Kirk Kirkconnell and Chandler Muller have been called icons. Lawyers' lawyers. Their words were gold, and you could take what they said to the bank.
They didn't advertise on billboards, hold news conferences or parade their clients on TV.
And yet, the powerful legal duo brought in celebrities, Orlando's wealthiest and judges as clients.
Kirkconnell and Muller worked in Central Florida for decades, spending 20 years of their legal careers in practice together in Winter Park.
The attorneys died just weeks apart - both from cancer, and now Central Florida's legal community is facing a void that is going to be tough to fill.
Muller, who died Aug. 27, was known for his creativity. Kirkconnell, who died Sept. 7, was known for his fierceness. Both were known for their integrity and professionalism.
"They understood - and made sure everyone around them understood - that defending an accused citizen was a high and noble calling," said attorney Mike Snure, who practiced with Kirkconnell and Muller.
"It takes a strong individual to stand between the accused citizen and the powerful machine that is the government," Snure said.
Kirkconnell, 69, and Muller, 68, handled complex criminal cases in state and federal court, defending clients accused of murder, sex offenses and white-collar crimes.
"They were very, very unique. They were both, in my opinion, forces of nature," said attorney Warren Lindsey, who also practiced with Kirkconnell and Muller.
"When either Chan or Kirk came into a courtroom or came into a conference room, people listened. They commanded respect and attention by their mere presence."
Kirkconnell represented Circuit Court Judge Alan Apte, who was indicted in 2005 in an election-fraud case but was later cleared.
Kirkconnell successfully defended an Edgewater High School soccer coach charged with sexually molesting a teenage girl on campus.
And Kirkconnell convinced a Seminole County jury that a man who killed his cocaine dealer and the man's girlfriend in a hotel-room fight had acted in self-defense.
Muller did a lot of pro bono work, including spending 15 years working to get an Orange County man off death row and instead serve a life sentence.
In the 1980s, Muller was the first lawyer in Florida to use the battered-spouse-syndrome defense, Lindsey said.
In 2002, he convinced a jury that a woman who claimed her psychiatrist manipulated her and had sex with one of her multiple personalities had framed him by retrieving his DNA from his trash.
And Muller won an acquittal for a man accused of animal cruelty when he shot two Siberian huskies in a cow pasture, a case that attracted attention after a video of the incident appeared on YouTube.
Though some of their cases garnered media attention - Kirkconnell represented Isleworth millionaire James Robert "Bob" Ward in his high-profile second-degree-murder case last year - it wasn't something either attorney sought.
They understood, Snure said, that clients "are not commodities to be paraded around in the press, usually only to the benefit of the lawyer."
"Most of our clients wanted and got anonymity," Snure said. "Flying under the legal radar is a skill that must be honed and practiced. With all the opportunities for media exposure, avoiding it requires a conscious effort. Kirk and Chan understood that reality."

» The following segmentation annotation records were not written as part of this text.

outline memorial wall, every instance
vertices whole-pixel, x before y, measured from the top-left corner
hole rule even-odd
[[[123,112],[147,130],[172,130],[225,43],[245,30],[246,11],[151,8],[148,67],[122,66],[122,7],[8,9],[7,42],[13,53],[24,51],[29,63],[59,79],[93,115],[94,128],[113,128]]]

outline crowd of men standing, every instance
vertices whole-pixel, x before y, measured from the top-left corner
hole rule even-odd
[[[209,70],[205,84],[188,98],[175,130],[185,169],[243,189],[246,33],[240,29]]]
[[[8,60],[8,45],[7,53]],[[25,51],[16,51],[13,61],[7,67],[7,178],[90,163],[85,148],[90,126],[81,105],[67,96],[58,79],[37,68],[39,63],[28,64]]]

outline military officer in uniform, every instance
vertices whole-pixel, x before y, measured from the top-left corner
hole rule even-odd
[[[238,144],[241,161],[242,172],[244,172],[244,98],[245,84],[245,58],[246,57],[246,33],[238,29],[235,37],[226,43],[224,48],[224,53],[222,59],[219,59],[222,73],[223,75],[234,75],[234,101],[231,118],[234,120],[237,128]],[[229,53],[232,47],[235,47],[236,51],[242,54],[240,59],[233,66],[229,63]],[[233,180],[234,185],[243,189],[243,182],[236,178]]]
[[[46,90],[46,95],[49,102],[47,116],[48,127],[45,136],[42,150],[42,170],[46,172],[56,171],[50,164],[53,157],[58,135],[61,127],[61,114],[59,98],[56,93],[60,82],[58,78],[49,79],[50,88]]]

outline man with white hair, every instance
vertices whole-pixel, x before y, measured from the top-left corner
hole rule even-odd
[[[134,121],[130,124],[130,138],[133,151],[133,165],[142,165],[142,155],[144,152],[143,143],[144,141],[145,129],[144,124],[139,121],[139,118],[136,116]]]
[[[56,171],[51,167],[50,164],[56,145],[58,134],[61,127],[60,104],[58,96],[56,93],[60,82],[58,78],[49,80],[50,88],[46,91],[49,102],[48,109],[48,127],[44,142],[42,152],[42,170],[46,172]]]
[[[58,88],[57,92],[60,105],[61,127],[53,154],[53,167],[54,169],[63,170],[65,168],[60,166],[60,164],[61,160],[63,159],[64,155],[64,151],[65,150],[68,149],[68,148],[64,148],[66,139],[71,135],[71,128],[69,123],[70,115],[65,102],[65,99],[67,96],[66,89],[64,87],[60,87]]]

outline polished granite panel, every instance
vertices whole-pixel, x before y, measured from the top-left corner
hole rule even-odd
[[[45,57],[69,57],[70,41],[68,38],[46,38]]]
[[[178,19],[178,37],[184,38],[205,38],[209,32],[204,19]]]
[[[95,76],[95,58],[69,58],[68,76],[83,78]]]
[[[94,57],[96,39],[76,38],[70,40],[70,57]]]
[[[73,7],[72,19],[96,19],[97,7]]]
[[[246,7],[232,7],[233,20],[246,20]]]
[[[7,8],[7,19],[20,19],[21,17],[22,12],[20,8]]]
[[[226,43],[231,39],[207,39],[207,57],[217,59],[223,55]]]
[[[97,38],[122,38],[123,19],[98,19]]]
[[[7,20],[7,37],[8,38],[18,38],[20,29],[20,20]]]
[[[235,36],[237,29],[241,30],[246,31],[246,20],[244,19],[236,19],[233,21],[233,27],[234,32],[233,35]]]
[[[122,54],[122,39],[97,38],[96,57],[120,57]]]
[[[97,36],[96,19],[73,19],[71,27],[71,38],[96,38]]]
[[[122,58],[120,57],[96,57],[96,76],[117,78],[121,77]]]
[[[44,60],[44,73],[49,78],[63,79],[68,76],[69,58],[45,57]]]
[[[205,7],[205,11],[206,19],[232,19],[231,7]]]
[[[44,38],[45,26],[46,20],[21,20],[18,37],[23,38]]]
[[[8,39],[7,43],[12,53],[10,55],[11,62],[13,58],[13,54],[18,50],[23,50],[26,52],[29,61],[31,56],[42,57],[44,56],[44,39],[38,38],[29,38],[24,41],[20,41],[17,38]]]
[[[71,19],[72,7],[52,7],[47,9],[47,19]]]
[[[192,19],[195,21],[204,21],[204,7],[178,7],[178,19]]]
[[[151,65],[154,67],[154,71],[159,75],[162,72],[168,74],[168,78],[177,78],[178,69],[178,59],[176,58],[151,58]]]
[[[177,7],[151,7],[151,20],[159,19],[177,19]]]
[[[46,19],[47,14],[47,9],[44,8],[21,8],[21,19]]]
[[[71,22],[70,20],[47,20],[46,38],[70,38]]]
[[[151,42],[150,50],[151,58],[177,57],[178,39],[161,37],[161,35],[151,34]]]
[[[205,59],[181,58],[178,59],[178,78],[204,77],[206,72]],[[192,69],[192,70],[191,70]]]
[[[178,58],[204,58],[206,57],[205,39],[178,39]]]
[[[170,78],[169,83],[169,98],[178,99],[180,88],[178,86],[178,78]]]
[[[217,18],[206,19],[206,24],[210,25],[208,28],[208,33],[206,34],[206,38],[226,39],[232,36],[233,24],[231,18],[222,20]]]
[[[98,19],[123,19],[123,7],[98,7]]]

Susan Kirkconnell said her husband seldom talked about work and his cases at home.
"Kirk had great faith in our justice system," she said. "His job was to level the playing field and to make sure everybody was treated fairly."
But she didn't realize the impact her husband had on the legal community until his death, when she started receiving emails and messages from former colleagues and associates.
"Everybody has said how much they respected him and how much they valued his advice," she said. "It is heartwarming and is very humbling."
Both Kirk Kirkconnell and Chandler Muller mentored younger lawyers and helped attorneys who were starting their own practices.
Orange County Circuit Court Judge Heather Higbee said other lawyers should look to Kirkconnell and Muller in terms of how they want to run their practice, represent their clients and make their arguments in court.
"They never compromised their character, ever," she said. "We would all be honoring them in trying to carry on with those principles."
Even prosecutors have the utmost respect for Kirkconnell and Muller.
Criminal-defense attorney Cynthia Hawkins, who spent more than 20 years as a federal prosecutor in Orlando before going into private practice, said there were no cheap tricks when handling a case with Kirkconnell or Muller.
Both attorneys practiced with an old-school collegiality. They kept their word. They didn't play games.
Kirkconnell and Muller were both skilled negotiators and among the very best practitioners in federal court, Hawkins said.
"As a prosecutor, you were happy to have them on the other side, because you knew the case would be handled in an ethical way," she said.